Ground Truth Monitoring

We tend to measure how well our models perform when training a model. However, we tend to not be as good at measuring the performance in production. This is where Aligned's ground truth monitoring comes into play.

Load Predictions

The first step to measure ground truth performance will be to load predictions for a model. Loading the predictions can be done with the following code.

predictions = await store.model("titanic").predictions_for({
    "passenger_id": [10, 11, ...]
}).to_polars()

This will load data from the source define in the model_contract.

from aligned import FileSource, String, Int32, model_contract, EventTimestamp
from examples.credit_scoring.credit_history import CreditHistory
from examples.credit_scoring.zipcode import Zipcode
from examples.credit_scoring.loan import Loan


credit = CreditHistory()
zipcode = Zipcode()
loan = Loan()

@model_contract(
    name="credit_scoring",
    description="A model that do credit scoring",
    features=[
        credit.credit_card_due,
        credit.mortgage_due,
        ...
    ],
    predictions_source=FileSource.csv_at("taxi/predictions.csv")
)
class CreditScoring:

    was_granted_loan = loan.loan_status.as_classification_label()

    loan_id = String().as_entity()
    model_version = Int32().as_model_version()

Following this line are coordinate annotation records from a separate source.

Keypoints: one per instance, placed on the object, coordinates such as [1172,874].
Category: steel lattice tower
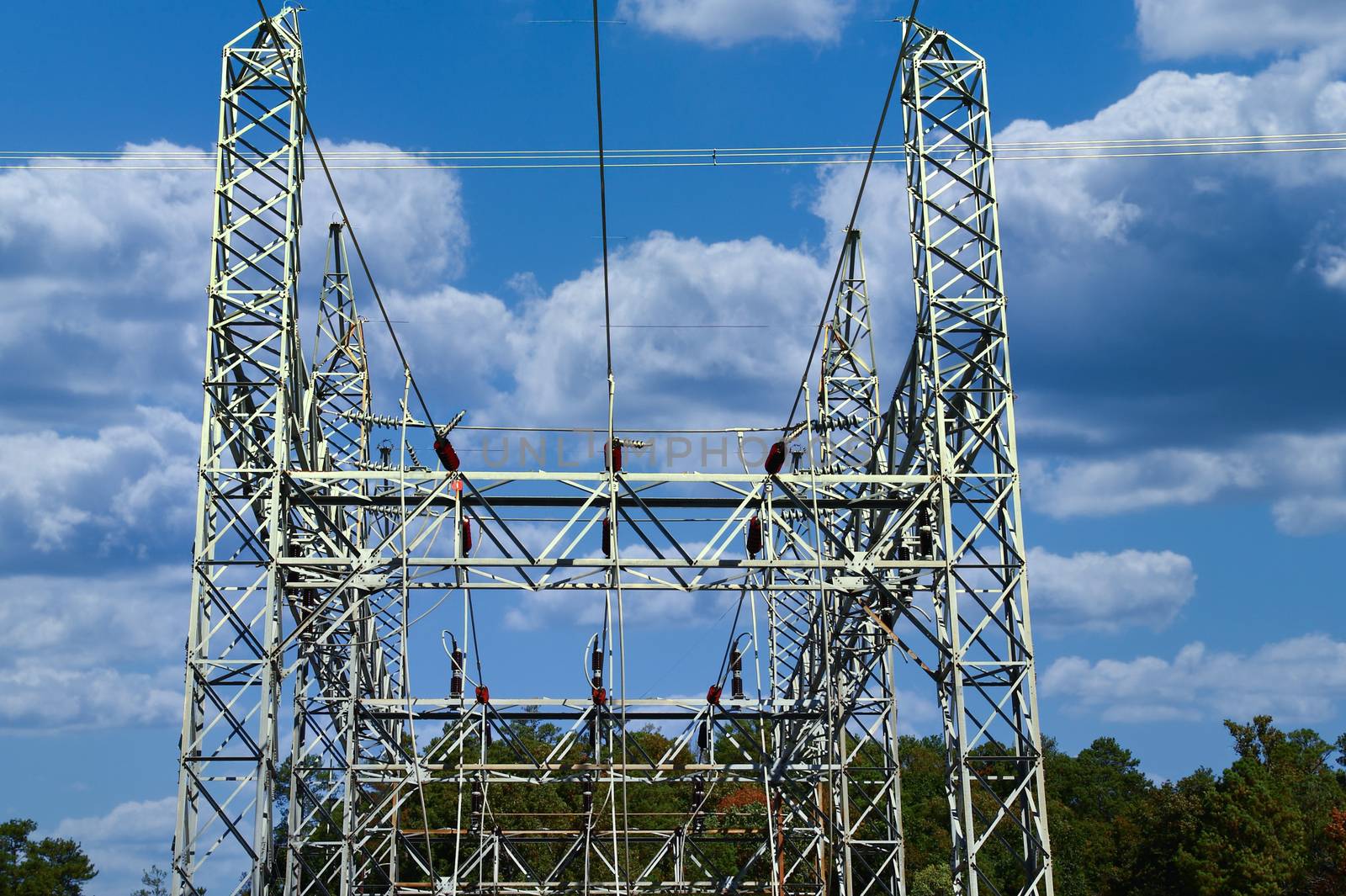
[888,548]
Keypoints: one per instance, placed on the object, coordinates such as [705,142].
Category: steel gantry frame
[888,541]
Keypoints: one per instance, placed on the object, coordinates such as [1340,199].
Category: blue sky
[1177,327]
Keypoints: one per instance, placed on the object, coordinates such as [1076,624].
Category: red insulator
[754,537]
[446,453]
[455,682]
[776,458]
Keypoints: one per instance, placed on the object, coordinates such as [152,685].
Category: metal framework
[888,545]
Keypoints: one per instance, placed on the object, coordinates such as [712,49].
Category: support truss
[888,545]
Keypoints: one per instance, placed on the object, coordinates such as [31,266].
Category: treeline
[1272,824]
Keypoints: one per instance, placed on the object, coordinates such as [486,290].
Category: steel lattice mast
[888,547]
[253,401]
[953,420]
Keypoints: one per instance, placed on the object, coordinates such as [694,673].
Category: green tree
[932,880]
[49,867]
[152,883]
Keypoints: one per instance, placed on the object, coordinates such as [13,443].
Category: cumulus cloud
[92,651]
[94,618]
[1096,591]
[128,485]
[724,23]
[104,267]
[40,696]
[1303,476]
[127,840]
[1184,29]
[1299,680]
[543,361]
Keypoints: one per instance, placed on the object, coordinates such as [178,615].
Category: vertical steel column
[959,406]
[252,389]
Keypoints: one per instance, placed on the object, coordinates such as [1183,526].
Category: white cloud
[125,841]
[547,354]
[92,618]
[1330,265]
[104,271]
[40,696]
[1303,476]
[1299,680]
[1096,591]
[723,23]
[128,483]
[134,819]
[1184,29]
[92,651]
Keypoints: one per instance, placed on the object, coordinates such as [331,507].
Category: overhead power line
[424,161]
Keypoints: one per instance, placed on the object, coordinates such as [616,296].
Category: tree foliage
[49,867]
[1272,824]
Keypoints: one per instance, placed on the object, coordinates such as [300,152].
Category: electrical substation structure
[878,547]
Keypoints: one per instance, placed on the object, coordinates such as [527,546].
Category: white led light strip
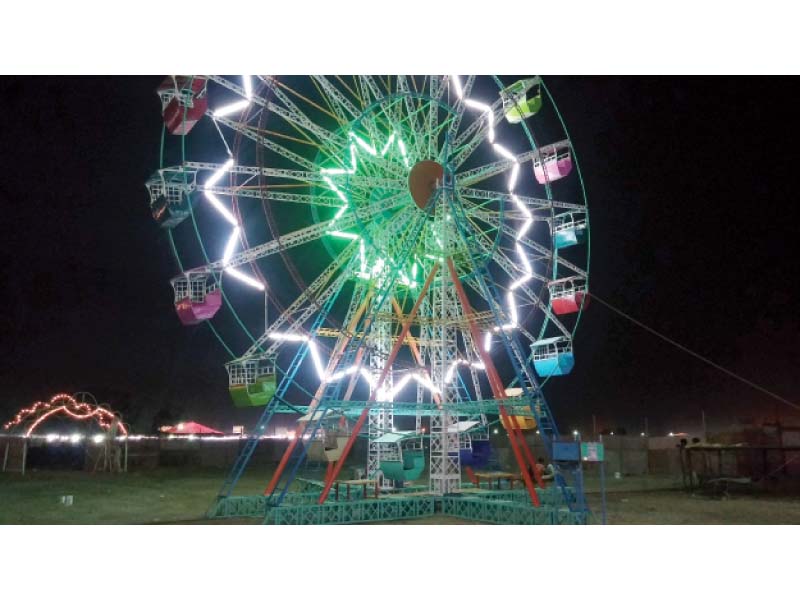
[525,265]
[234,237]
[385,395]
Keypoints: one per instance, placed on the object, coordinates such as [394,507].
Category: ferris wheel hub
[424,178]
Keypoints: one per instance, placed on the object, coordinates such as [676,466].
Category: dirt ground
[177,496]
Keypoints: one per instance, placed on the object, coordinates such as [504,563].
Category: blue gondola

    predicted_at = EventTimestamp()

Here will Aligned asume that the CSV file at taxi/predictions.csv will contain all predictions in the format loan_id, was_granted_loan, predicted_at and model_version.

Model Metrics

Furthermore, since the model contract knows if the model is a classification or regression model can Aligend generate relevant metrics for you. Such as confusion matrixes, accuracy, f1 score, etc.

The metrics can then be displayed in the data cataloge if wanted.